Arthur Mezzo III’s “God and King: Biographies of Medieval Frankish Kings,” explored the biographies of medieval Frankish rulers and the parallels they drew between themselves and stories and contemporary images of Christ. Arthur paid special attention to the works of Gregory of Tours, Einhard’s Life of Charlemagne, and the anonymously authored panegyric Beatus Ludovicus, composed for the canonization of Louis IX.

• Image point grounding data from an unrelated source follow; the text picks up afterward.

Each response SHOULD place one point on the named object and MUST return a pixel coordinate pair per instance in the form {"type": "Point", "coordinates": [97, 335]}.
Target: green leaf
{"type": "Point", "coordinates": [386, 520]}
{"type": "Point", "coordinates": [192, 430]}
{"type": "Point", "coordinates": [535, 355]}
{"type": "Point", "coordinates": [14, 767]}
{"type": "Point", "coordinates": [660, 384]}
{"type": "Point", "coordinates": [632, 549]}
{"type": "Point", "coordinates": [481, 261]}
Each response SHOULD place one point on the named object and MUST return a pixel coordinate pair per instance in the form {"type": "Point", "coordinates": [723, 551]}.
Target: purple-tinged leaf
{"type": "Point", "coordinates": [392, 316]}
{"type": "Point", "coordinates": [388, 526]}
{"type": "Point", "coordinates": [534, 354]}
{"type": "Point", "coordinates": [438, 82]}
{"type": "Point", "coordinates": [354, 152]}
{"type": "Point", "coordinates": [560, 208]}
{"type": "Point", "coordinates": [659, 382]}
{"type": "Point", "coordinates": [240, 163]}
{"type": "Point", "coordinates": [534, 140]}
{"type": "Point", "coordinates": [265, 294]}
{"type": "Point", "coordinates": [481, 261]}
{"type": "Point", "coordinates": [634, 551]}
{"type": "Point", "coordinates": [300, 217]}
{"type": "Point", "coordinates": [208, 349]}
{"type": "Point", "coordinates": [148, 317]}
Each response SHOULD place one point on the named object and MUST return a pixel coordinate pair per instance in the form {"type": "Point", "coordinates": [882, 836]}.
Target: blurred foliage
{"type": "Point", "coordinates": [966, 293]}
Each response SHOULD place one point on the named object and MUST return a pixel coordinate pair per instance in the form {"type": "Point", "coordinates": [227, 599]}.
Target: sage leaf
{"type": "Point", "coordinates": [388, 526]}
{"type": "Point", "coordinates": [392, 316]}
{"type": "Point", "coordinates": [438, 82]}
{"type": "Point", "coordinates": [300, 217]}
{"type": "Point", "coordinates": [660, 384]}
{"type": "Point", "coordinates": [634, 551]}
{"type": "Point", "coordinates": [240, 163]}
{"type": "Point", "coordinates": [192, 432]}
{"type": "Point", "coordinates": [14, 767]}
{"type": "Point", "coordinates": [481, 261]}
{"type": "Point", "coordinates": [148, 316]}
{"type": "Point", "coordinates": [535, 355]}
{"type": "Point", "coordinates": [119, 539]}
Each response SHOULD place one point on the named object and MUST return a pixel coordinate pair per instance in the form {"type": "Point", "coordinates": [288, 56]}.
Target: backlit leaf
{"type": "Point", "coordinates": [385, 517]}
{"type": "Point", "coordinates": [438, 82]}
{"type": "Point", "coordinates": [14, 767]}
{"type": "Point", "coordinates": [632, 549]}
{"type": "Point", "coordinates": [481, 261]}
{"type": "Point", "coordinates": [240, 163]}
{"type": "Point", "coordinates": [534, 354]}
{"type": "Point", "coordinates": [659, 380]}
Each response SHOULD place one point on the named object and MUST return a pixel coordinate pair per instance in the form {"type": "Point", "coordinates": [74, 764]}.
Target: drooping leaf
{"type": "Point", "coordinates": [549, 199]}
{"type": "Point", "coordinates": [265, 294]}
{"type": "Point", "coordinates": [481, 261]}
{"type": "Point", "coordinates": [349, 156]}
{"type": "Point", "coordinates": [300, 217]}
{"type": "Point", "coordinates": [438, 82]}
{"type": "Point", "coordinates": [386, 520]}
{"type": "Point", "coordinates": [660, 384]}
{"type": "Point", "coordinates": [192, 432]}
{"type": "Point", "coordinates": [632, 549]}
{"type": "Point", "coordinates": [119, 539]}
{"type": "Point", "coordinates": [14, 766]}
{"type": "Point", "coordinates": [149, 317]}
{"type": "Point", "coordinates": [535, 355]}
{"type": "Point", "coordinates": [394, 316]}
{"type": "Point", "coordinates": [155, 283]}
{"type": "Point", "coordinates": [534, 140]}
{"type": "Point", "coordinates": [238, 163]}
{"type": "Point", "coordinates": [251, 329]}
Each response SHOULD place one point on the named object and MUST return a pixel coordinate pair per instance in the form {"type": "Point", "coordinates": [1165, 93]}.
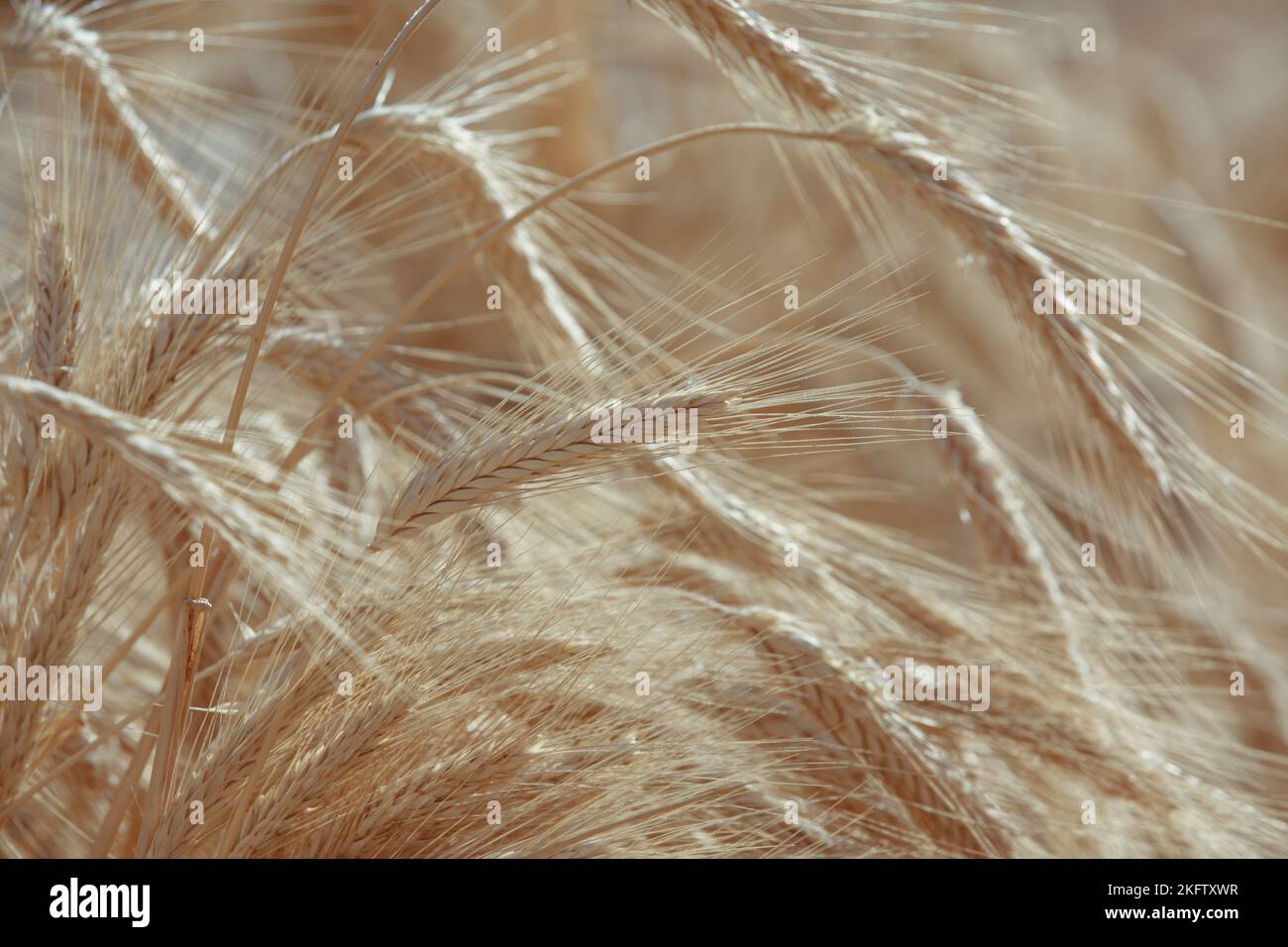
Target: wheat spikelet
{"type": "Point", "coordinates": [47, 35]}
{"type": "Point", "coordinates": [489, 472]}
{"type": "Point", "coordinates": [747, 46]}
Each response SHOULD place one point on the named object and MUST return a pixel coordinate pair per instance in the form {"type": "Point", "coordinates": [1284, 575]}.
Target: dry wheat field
{"type": "Point", "coordinates": [653, 428]}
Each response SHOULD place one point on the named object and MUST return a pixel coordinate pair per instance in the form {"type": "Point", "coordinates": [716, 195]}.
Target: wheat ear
{"type": "Point", "coordinates": [46, 35]}
{"type": "Point", "coordinates": [497, 468]}
{"type": "Point", "coordinates": [747, 47]}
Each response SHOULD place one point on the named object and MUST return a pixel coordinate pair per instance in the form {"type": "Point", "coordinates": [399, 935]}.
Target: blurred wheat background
{"type": "Point", "coordinates": [361, 585]}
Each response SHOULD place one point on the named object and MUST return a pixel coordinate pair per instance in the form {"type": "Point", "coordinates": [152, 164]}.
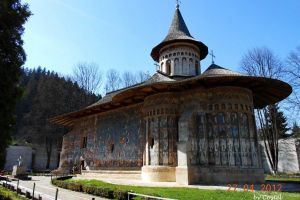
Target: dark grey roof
{"type": "Point", "coordinates": [178, 28]}
{"type": "Point", "coordinates": [216, 70]}
{"type": "Point", "coordinates": [157, 77]}
{"type": "Point", "coordinates": [178, 32]}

Kyle Stelzer’s paper, “The Tibyan: One Ruler’s Account of Christian-Muslim Relations in Eleventh-Century Iberia,” focuses on the Tibyan: Memoirs of ‘Abdallah ibn Buluggin, Last Zirid Amir of Granada, an autobiography discovered by Levi Provencal in 1933 and translated into English in 1986. These memoirs provide a firsthand account of the history of the Zirid dynasty of the Ta’ifa of Granada from circa 1013-1095. ‘Abdallah ibn Buluggin’s autobiography is one of a very few accounts of eleventh century Al-Andalus actually written in the eleventh century. ‘Abdallah’s recounting of Andalusian politics, society, and culture provide both historical and personal insight into the era. Kyle presents the Tibyan more specifically as elucidating both the ethno-racial hostilities present amongst Muslim communities and the struggles for power between the various Muslim and Christian states of the Iberian Peninsula. This drastically modifies the common notion of how Muslims, Christians, and Jews related to one-another and lived together, referred to often as “La Convivencia,” or, “The Coexistence,” and the multicultural identity of the Iberian Peninsula.

Our most heartfelt congratulations are extended to the presenters for their excellent work and for their contributions.